Et ces plates-formes de services sont en fait les descendants des agrégateurs de contenus. Pour vendre ou plus simplement « pousser » du contenu (en termes d’audience avec une rémunération par la publicité), il faut une culture de marketing : attirer, fidéliser le client et faire tout en permanence pour qu’il ne parte ailleurs. Avec comme limite, le temps qui lui est disponible pour surfer / browser / zapper exclusivement à l’intérieur de sa plate-forme.

Il n’y a plus de walled garden. Sur la convergence des contenants et des contenus, le nostalgique des grands câblo-opérateurs américains ne me croira pas : qu’il vienne me voir ! J’en ferai peut-être, plus tard, un autre billet de blog.

Sur le plan de la relation client, il est impératif que les opérateurs soient au contact direct avec leurs clients qu’ils raccordent physiquement pour démontrer leur capacité à offrir un service de qualité à prix tiré. Les concepts de SCS (Sociétés de Commercialisation des Services), MVNO (Mobile Virtual Network Operator) ou de SalesCo (Sales Company) ne me semblent pas avoir un business modéle attractif et donc une place pérenne même si ces structures ont eu par le passé un rôle à jouer.

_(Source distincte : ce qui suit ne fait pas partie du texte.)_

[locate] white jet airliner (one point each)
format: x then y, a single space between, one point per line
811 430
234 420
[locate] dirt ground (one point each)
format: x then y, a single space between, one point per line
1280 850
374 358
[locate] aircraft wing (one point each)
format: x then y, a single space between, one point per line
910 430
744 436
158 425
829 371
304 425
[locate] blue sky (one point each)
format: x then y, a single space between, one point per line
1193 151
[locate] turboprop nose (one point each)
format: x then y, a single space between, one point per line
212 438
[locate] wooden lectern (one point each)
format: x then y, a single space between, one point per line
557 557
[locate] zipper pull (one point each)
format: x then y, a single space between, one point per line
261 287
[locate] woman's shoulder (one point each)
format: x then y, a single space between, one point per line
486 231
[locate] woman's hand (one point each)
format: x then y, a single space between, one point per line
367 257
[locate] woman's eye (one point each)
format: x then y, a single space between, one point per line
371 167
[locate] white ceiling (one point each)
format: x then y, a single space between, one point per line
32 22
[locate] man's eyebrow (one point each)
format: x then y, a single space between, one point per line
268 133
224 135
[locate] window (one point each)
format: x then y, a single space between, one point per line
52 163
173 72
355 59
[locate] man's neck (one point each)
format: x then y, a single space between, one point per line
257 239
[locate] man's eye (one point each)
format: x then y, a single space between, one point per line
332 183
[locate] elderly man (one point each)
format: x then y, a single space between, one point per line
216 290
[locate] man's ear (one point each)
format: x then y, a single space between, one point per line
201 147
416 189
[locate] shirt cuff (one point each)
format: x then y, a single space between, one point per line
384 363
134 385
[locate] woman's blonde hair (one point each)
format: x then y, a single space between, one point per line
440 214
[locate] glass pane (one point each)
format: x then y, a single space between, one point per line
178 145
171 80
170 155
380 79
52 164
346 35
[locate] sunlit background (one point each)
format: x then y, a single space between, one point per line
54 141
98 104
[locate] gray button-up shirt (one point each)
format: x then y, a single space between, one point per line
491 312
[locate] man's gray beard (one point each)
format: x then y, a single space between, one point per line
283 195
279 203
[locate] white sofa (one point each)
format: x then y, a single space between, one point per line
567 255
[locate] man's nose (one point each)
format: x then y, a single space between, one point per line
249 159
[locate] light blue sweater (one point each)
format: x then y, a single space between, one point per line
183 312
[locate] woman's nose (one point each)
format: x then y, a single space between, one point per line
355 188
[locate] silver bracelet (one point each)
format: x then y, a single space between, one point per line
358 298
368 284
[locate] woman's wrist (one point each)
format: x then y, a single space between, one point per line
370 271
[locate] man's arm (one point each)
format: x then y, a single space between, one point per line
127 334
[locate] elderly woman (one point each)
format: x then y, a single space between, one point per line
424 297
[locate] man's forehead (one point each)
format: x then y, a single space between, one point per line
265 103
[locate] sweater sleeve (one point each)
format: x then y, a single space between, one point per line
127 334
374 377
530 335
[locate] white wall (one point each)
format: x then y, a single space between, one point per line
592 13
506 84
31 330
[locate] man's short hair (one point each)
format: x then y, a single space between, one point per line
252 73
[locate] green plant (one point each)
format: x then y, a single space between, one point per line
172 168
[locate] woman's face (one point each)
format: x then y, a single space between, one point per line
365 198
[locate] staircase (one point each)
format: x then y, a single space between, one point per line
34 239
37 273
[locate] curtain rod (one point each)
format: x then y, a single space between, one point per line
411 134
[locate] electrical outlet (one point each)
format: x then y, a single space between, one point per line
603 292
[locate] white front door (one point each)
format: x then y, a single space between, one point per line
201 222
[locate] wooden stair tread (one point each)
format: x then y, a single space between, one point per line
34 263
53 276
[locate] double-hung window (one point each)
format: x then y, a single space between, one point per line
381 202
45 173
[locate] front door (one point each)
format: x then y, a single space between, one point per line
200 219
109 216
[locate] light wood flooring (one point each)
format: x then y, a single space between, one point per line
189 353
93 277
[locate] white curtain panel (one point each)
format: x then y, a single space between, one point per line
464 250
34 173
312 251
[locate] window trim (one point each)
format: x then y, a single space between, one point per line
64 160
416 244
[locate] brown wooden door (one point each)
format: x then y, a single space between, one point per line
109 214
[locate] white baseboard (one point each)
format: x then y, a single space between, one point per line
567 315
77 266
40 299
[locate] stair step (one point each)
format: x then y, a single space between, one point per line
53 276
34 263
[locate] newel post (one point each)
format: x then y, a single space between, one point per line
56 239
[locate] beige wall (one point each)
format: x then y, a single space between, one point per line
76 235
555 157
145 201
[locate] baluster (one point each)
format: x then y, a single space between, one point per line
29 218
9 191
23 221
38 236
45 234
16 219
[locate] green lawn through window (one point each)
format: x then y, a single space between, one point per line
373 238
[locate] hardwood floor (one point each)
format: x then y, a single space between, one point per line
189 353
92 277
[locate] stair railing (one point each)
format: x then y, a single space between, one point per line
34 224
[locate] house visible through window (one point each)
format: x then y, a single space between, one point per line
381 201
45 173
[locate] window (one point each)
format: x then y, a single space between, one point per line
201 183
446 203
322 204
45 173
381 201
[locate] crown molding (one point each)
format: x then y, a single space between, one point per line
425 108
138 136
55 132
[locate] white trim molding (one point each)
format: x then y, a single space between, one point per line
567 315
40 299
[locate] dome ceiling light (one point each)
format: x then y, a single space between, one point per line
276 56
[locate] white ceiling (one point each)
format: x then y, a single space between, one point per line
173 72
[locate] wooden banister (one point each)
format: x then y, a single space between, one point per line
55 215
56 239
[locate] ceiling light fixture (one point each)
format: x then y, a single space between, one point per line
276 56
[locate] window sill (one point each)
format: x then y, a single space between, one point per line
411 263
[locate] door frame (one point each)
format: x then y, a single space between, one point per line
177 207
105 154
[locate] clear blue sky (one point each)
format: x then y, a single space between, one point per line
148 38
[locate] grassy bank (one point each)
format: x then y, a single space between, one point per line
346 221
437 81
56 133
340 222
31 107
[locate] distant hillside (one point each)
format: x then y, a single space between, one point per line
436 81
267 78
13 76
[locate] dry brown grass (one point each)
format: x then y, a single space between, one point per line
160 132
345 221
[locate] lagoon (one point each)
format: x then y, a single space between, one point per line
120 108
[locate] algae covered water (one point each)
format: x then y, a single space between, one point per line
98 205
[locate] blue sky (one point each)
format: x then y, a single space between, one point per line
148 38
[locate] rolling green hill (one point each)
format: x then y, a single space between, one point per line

Je vous parlerai dans des prochains billets de blog des 2 exceptions : la péréquation territoriale et les besoins des entreprises.

Il y a aussi un domaine où les opérateurs télécoms pourraient bien percer et bousculer les « incumbents » du domaine – un autre secteur d’activité - mais cela sera aussi pour un prochain billet de blog, un peu plus tard, … quand le marché aura mûri.